Naomi Rovnick
European equities started December on a bright note, following a record November, after encouraging Chinese factory data prompted investors to look ahead to a global economic recovery.
The benchmark Stoxx 600 index rose 0.7 per cent in the first hour of trading, having gained almost 14 per cent in November. The UK’s FTSE 100, which on Monday closed its best month since 1989, opened 1.6 per cent higher. Germany’s Dax added 0.9 per cent.
This followed gains in Asia after a survey run by Chinese publication Caixin found industrial activity in November in the world’s second-largest economy was accelerating at its fastest pace in a decade. Hong Kong’s Hang Seng index rose 0.9 per cent and Japan’s Nikkei 225 1.3 per cent.
“This validates the idea that, when you get the pandemic under control and you really manage to keep it low, economies can catch up extremely rapidly,” said Samy Chaar, chief economist at Lombard Odier.
Mr Chaar added that the composition of Joe Biden’s proposed administration signalled positive prospects not only for fiscal and monetary stimulus but also for a “progressive and gradual winding down” of pandemic emergency schemes that would not overly disrupt financial markets. Former Federal Reserve chair Janet Yellen has been nominated to run the Treasury department.
The Caixin purchasing managers’ index produced a reading of 54.9 for last month, which was comfortably above the 50-level that separates growth from contraction and better than the expectations of economists polled by Reuters. This echoed similar findings from a government survey published on Monday.
Shares in economically and trade-sensitive companies were the best performers in Europe on Tuesday, with banks, energy producers and carmakers all rising.
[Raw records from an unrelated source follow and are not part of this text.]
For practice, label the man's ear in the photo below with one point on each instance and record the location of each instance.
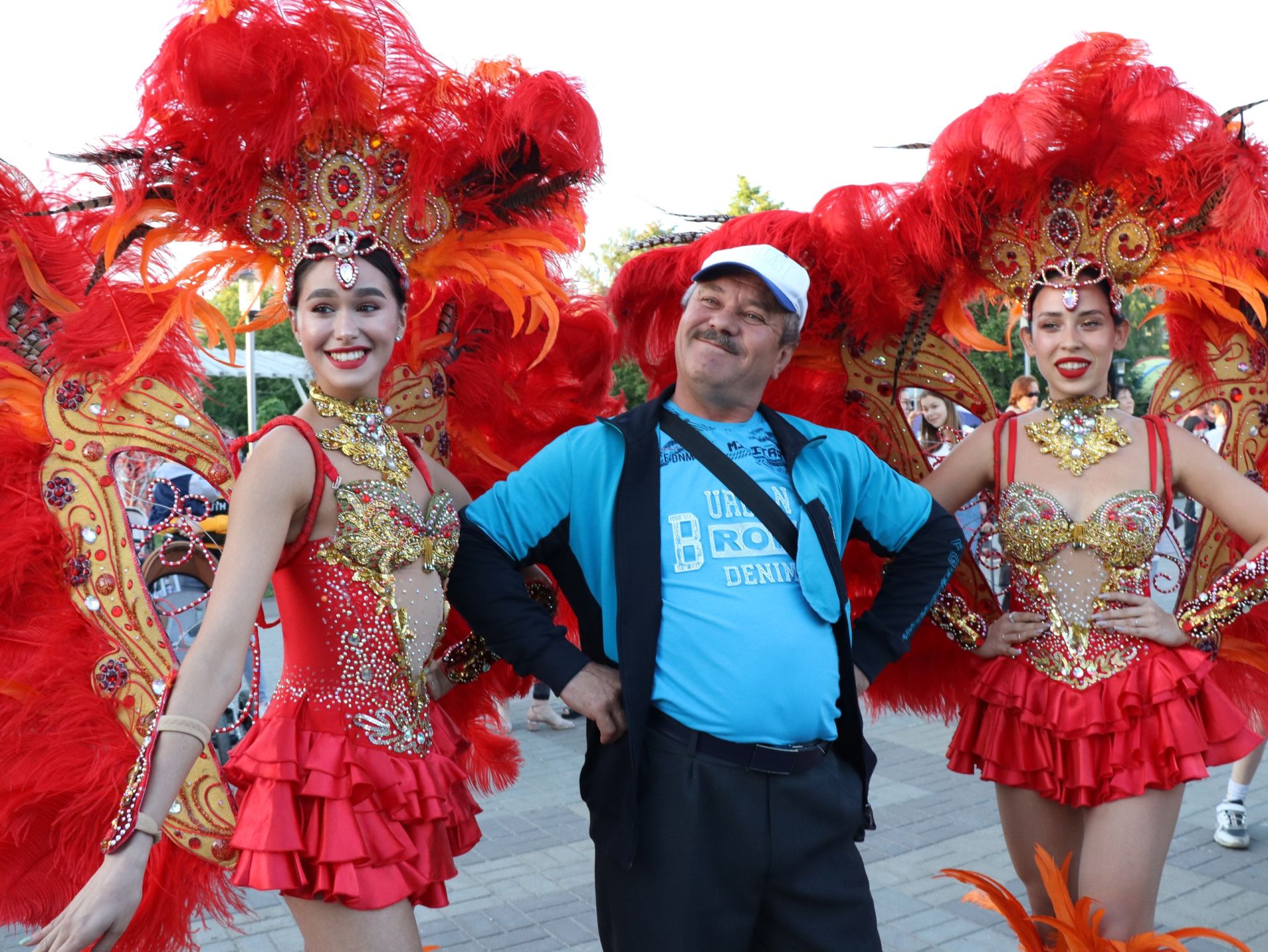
(787, 353)
(1028, 339)
(1121, 331)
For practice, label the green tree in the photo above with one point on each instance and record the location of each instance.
(999, 369)
(614, 253)
(225, 397)
(750, 198)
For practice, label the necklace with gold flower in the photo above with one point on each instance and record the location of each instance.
(365, 435)
(1079, 434)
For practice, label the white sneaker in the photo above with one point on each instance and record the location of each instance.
(1232, 825)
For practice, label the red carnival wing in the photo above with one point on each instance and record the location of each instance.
(106, 580)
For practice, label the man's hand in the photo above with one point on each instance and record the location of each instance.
(596, 693)
(861, 682)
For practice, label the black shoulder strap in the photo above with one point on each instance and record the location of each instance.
(733, 478)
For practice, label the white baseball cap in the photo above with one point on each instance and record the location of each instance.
(787, 279)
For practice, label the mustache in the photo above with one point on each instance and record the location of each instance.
(721, 337)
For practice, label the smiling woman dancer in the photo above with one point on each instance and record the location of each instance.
(324, 146)
(1096, 706)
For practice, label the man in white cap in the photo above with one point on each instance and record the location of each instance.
(699, 539)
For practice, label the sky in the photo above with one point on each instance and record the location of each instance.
(798, 96)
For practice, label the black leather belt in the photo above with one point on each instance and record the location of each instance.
(762, 759)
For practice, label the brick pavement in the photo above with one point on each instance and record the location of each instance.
(529, 884)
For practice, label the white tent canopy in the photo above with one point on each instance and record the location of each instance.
(267, 363)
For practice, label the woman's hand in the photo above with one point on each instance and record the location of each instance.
(1143, 618)
(103, 908)
(1010, 630)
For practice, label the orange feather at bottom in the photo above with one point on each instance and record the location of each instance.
(1077, 923)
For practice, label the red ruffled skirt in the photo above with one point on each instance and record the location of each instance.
(1154, 726)
(322, 815)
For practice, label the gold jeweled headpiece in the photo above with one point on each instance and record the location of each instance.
(345, 202)
(1080, 228)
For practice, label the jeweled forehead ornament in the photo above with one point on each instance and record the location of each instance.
(345, 202)
(1083, 235)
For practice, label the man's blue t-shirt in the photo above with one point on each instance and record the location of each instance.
(741, 654)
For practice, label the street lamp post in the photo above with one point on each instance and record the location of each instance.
(249, 293)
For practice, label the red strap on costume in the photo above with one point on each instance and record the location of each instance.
(325, 471)
(1164, 444)
(419, 460)
(1012, 448)
(1150, 430)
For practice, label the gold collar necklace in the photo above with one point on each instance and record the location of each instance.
(1079, 434)
(365, 435)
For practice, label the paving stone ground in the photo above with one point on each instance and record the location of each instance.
(528, 887)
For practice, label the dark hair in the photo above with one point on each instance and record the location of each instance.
(792, 333)
(1104, 285)
(1022, 387)
(930, 435)
(378, 257)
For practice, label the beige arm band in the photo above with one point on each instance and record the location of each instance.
(186, 726)
(149, 825)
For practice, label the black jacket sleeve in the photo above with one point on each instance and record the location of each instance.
(487, 590)
(912, 582)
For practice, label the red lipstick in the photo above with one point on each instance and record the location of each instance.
(1072, 368)
(348, 364)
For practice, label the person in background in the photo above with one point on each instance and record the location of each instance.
(1024, 395)
(726, 768)
(1126, 398)
(542, 713)
(1230, 817)
(941, 428)
(1219, 425)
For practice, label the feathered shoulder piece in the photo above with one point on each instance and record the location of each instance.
(322, 128)
(1101, 166)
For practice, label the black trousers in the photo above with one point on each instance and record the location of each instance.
(734, 861)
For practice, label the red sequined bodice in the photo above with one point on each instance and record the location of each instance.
(362, 611)
(1061, 567)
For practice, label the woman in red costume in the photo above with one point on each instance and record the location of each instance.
(396, 202)
(1096, 706)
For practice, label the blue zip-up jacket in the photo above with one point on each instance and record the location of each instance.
(587, 508)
Futures markets signalled a strong day on Wall Street. Contracts wagering on the direction of the blue-chip S&P 500 index gained 0.9 per cent while those on the technology-focused Nasdaq added 0.7 per cent.
Haven assets, which investors turn to in times of economic stress, continued to underperform. The dollar, as measured against a basket of trading partners’ currencies, hovered around its lowest since April 2018. Gold rose by less than 1 per cent to $1,793 a troy ounce but remained around its lowest since early July.
The Vix, which measures investors’ expectations of share price volatility on the S&P 500, fell to a reading of 20.2, its lowest since late February.
Brent crude, the international oil benchmark, slipped 0.3 per cent to $44.74 a barrel, having gained 27 per cent during November.